Quand on ot là été une espace, les dames prindrent congé au roi, et se retrairent, et ramenèrent leur fille ; et retourna en la compagnie de madame de Hainaut et de sa fille d’Ostrevant. Encore ne savoit-on point l’intention du roi ; mais on la sçut tantôt ; car le duc de Bourgogne enchargea le sire de la Rivière, quand le roi fut retrait, que il en parlât et lui demandât quelle chose il lui sembloit de cette jeune dame, et si elle lui plaisoit pour la prendre à femme : et le fit le duc, pour ce que le roi se découvroit plus hardiment au seigneur de la Rivière que à nul autre. Si lui demanda en son retrait : « Sire, que dites-vous de cette jeune dame ? Nous demeurera-t-elle ? Sera-t-elle roine de France ? » — « Par ma foi, dit le roi, oil ; nous ne voulons autre ; et dites à mon oncle de Bourgogne, pour Dieu, que on s’en délivre. »
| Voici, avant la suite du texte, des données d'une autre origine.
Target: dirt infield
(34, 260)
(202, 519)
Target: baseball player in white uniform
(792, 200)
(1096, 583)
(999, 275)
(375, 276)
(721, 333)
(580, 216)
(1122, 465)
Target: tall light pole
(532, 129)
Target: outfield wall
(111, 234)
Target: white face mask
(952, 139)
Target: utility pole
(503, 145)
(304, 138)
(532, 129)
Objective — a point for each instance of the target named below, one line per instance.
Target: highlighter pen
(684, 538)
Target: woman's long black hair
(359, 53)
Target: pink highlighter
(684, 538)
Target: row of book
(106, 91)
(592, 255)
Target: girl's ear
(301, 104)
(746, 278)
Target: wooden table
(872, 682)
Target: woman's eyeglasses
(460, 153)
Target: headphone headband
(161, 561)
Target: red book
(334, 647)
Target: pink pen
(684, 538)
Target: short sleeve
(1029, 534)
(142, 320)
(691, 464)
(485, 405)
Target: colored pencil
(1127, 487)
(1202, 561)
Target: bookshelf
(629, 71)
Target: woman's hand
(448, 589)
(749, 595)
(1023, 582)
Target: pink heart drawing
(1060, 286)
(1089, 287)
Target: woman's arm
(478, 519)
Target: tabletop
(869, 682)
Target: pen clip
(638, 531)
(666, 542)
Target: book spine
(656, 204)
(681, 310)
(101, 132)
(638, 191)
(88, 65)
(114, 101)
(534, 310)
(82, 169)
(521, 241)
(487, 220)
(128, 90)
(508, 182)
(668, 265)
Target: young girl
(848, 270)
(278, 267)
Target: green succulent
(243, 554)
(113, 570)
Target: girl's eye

Le sire de la Rivière issit tantôt hors de la chambre, et entra en une autre où le duc de Bourgogne étoit, si lui fit cette réponse ; « Dieu y ait part ! dit le duc de Bourgogne, et nous le voulons aussi. » Tantôt il monta à cheval, accompagné de hauts barons et s’en vint en l’hôtel de Hainaut et y rapporta ces nouvelles, dont on fut tout réjoui ; ce fut raison. À ces mots on cria : « Noël ! » Or furent les seigneurs et les dames ensemble ce vendredi pour avoir conseil où on épouseroit. Si fut ordonné que on se départiroit d’Amiens et venroit-on à Arras, pour épouser et faire les fêtes des noces. C’étoit l’intention des oncles du roi et du conseil de France ; et sur cel état le vendredi au soir on se arrêta et alla-t-on coucher. Le samedi au matin, chambellans et varlets de chambre se départirent pour chevaucher vers Arras, pour prendre les hôtels et appareiller les chambres ; et cuidoient les seigneurs et les dames partir après dîner et venir gésir à Encre, ou à Bapaumes ou à Beauquesne. Mais ce conseil se transmua ; car quand le roi ot ouï sa messe, il vit que varlets se troussoient et appareilloient pour aller leur chemin. Si demanda au sire de la Rivière : « Bureau, quel part irons-nous ? » — « Sire, il est ordonné de monseigneur votre oncle que vous irez à Arras, et là épouserez et tiendrez les noces. » — « Et pourquoi ? dit le roi ; ne sommes-nous pas bien ici ? Autant vaut épouser ici comme à Arras. » À ces mots vint le duc de Bourgogne et entra en la chambre du roi. Adonc dit le roi : « Beaux oncles, nous voulons ci épouser en celle belle église d’Amiens. Nous n’avons que faire de plus détrier. » — « Monseigneur, dit le duc, à la bonne heure ; il me faut donc aller devers ma cousine de Hainaut ; car elle étoit informée de partir de ci et traire autre part. » Adonc se départit le duc de Bourgogne, et le comte de Saint-Pol s’en alla devers la duchesse de Brabant dire ces nouvelles.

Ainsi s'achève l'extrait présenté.